Они медленно шли по направлению ветра, чтобы всё же он дул в спину... По пути смотрели на вывески, хотели выбрать кафешку посимпатичней, где можно посидеть с хорошим кофе и сквозь чистое стекло полюбоваться зимним Средиземным морем и отдохнуть от бесцеремонных приставаний совсем не южного и не доброго ветра. Кафе они нашли почти пустое, тёплое и уютное небольшое помещение с изящной чёрной мебелью, приглушённым светом и тихой-тихой джазовой музыкой. Там одуряюще пахло кофе и булочками с корицей. Вот это они и заказали, заняв столик перед огромным окном во всю стену. Некоторые время они молчали, согреваясь и глядя через стекло на уже безопасную зимнюю израильскую картинку. А потом, когда подали кофе и они сделали по глотку, Аркадий заговорил:
- Знаешь, я очень много думал... вспоминал. Эти дни, пока мы были в больнице, как-то способствовали философскому настрою. Мне было страшно, очень страшно за тебя! Я понял, что теперь мне, кроме тебя, ничего в этой жизни уже не нужно.
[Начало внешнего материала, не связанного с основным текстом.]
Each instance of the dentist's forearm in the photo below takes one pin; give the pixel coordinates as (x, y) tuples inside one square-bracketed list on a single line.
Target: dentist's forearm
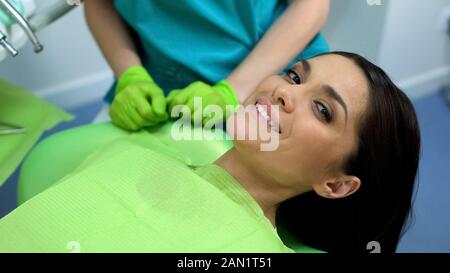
[(112, 35), (282, 43)]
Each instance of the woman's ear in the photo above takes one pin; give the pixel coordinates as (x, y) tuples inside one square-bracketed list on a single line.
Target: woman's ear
[(339, 187)]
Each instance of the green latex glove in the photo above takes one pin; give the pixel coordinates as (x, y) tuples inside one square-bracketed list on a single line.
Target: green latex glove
[(221, 94), (139, 101)]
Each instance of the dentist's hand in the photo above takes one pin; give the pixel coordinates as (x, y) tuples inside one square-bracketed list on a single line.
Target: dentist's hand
[(221, 95), (139, 101)]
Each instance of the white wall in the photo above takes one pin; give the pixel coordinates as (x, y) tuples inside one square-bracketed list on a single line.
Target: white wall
[(414, 52), (69, 72)]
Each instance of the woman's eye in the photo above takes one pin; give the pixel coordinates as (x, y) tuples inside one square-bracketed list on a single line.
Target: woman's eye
[(294, 76), (323, 111)]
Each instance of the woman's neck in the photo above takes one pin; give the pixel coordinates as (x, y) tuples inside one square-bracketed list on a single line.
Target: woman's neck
[(267, 193)]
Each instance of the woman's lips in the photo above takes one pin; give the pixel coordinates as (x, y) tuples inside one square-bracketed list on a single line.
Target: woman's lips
[(269, 112)]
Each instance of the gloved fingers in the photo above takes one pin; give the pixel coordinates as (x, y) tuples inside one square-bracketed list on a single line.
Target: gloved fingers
[(159, 105), (180, 98), (154, 94), (172, 95)]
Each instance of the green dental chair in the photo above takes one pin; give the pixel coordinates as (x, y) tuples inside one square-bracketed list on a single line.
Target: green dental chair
[(62, 153)]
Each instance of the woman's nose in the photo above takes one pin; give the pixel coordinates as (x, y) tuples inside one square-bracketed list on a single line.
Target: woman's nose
[(283, 97)]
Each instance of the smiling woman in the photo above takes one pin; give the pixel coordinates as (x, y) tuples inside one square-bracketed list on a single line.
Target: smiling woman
[(342, 176)]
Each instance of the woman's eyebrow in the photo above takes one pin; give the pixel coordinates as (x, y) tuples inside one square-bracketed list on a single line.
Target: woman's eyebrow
[(331, 92)]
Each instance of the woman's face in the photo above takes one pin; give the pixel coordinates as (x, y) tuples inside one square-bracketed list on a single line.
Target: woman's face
[(319, 104)]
Я старый, да? – улыбнулся Аркадий и, увидев активный протест Лиды, открывший было рот, чтобы высказаться, быстро взял её за руку. – Молчи! Я знаю, что ты скажешь, Лидушка моя. Дай мне высказаться, потом будешь ругаться. Так вот... Понимаешь, я родился в ужасное время и в очень дурацкой стране. Мне повезло в том смысле, что на шестидесятые годы пришлась молодость, в тот момент всё, казалось, меняется в прекрасную сторону, я был счастлив, мне казалось, что жизнь – офигительная штука. Наверное, она и была офигительной... тогда... для меня. И даже когда снова всё стало тухло и противно, я не считал себя обделённым, ведь я никогда не был беден – посоветским понятиям всегда был успешен. И лишь в конце восьмидесятых, когда стал много ездить и видеть, понял, в какой клоаке, тоскливой, нищей и бездарной клоаке мы живём! В какой-то момент это убило, честно! Была мысль уехать. Но тогда я как раз развёлся, остался один, и мне подумалось, а зачем мне западный мир с его возможностями, тамошнее благополучие и все радости, если я один? А для себя одного я и в Москве устроил жизнь вполне достойную по всем мировым стандартам. И ездил много, очень много. А потом появилась ты. И вдруг жизнь началась снова, понимаешь? Совсем заново! Если бы тогда, в те годы, со мной была ты, то я бы сгрёб тебя в охапку и утащил в любое место мира, которое ты назвала бы. Париж, Лондон, Нью-Йорк... Всё, что хочешь! Ради тебя я построил бы нашу жизнь заново где угодно и так же хорошо, как сумел это в России, - он немного помолчал и продолжил:
- Эти последние дни здесь, когда тебе стало намного лучше, когда мы гуляем по Израилю, видим море, эту красоту, вспоминаем другие места, где мы с тобой были, наш с тобой Рим, я думал о том, что тогда, раньше, в молодости, я и мечтать не смел, что однажды, когда буду почти стариком, у меня будет (о боже!) такая прекрасная и любимая женщина, с которой мы вместе увидим мир: Елисейские поля, Тауэр, самые красивые моря и океаны, дворцы и храмы, замки и музеи, да хоть всех чертей в ступе! Главное, с тобой – такой прекрасной и такой родной.
Ты помнишь, как мы с тобой ходили в "Мулен Руж"? Тогда, в самую первую поездку в Париж? Помнишь? Когда нам подали шампанское, а со сцены запели "I love Paris", ты заплакала. Я испугался, а ты сказала: "Я так счастлива, что не верю". Помнишь? Я никогда не забуду этой минуты, что я тогда почувствовал...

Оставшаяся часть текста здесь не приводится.